We need to remember that the love of God comes down to earth on Christmas in the form of a baby. One who saves us from our sins. One who washes us clean.

Each year when we hear the story again or read it again, we should look upon it with fresh eyes, as if seeing it for the first time. Reflect how the last year has changed your heart, and how God's gift to us can impact you differently now.


This year, be reminded that there is a reason we have calendar years that repeat. Our memories can be short, and we need that reminder each year. To bring us back to a place of light, wonder, delight, love, and giving. Recognizing that all of that and all we know as good is only possible because of God. He is the Father of Lights.

01 December 2015

Song of Thankfulness











The name of the True God will be my song, an uplifting tune of praise and thanksgiving!
- Psalm 69.30

We toil and rush through all our days and rarely take time to dwell in some beautiful moments. When life moves so fast, the weeks fly by, and the time is easily spent. But not always enjoyed. Part of what I love at Thanksgiving is the requirement of me to slow down a bit. Don't get me wrong, Thanksgiving is exhausting. It is several days of family/friends, hours of games, late nights, and full social times that take all my energy. But I would not wish to transfer that out. These are the few days that I dwell in the social aspect of seeing those people I but rarely get to see. Sometimes just once a year. A group of people I have known most of my life. It is an interesting thing to come back each year to see what has changed, and what is just the same.

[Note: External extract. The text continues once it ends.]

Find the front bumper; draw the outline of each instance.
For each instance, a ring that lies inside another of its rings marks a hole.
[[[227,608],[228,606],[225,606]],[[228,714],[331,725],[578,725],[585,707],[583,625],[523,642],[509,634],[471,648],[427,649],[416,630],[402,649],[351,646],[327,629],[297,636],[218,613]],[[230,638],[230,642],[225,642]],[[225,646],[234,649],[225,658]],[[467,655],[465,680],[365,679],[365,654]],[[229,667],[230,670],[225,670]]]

These days of thankfulness sing in my mind as songs of praise to God in thanksgiving. For the days that force me to step away and enjoy the beauty of my hometown and the warmth of my family and friends. This is not a given assumption, but a gift from above. It is God's gift that we are able to look a little deeper into things and people. Filled with songs of thankfulness.

24 November 2015

Tiny Home











Our lives are full of good things. Blessings rain down upon us, not because we deserve them, but because our God is good, and all good things are from Him.

The fact that we have homes to live in, that I have a place to call my home is indeed a gift from the Father of Lights.


Sometimes we don't think of a circumstance that offers challenges as a good thing, but I do. I have the tiniest home, with the hindrance of barely any storage space. My kitchen table isn't just where I eat, but also a desk for working on my laptop. I have to be creative when it comes to decorations and placement of items. Yet despite the challenges and the restrictions I have in this tiny home, I aim at cosiness, and I feel cosy here. Living here, in this miniature home, I have come to appreciate the most simple of things and using those as the accompaniments to a cosy environment. Fresh cut flowers, mismatched china and mugs stacked up, a bright kitchen, simple meals on a gas stove.

Living here, I don't have room to keep excess. So, I don't buy excess food or items to tuck away. There is no place to tuck them away into. This has caused me to be more thoughtful in my purchases, which is a good thing. However, for the things I love to collect (books, mugs, dishes) it is a challenge. When you only have one shelf for mugs, they get to be quite cosy with one another. Same with books. Even with multiple shelves, they spill over to stacks on my piano or under my coffee table. And every once in a while, I go through some sorting and actually donate some of the excess I realize I can part with. 


But more important than the space for items, this tiny home has plenty of room for many good sorts of experiences. Especially good conversations. I can have family and friends over and I can always serve tea or coffee. I don't have to have a big place to welcome people. As Thanksgiving is just a day away, I think about spending time with those I love to spend time with, and I am always happy to invite others over. If you come over, just be prepared for a cup of steaming tea in a light-soaked cosy little spot. And don't be surprised if I need to move a few books out of the way.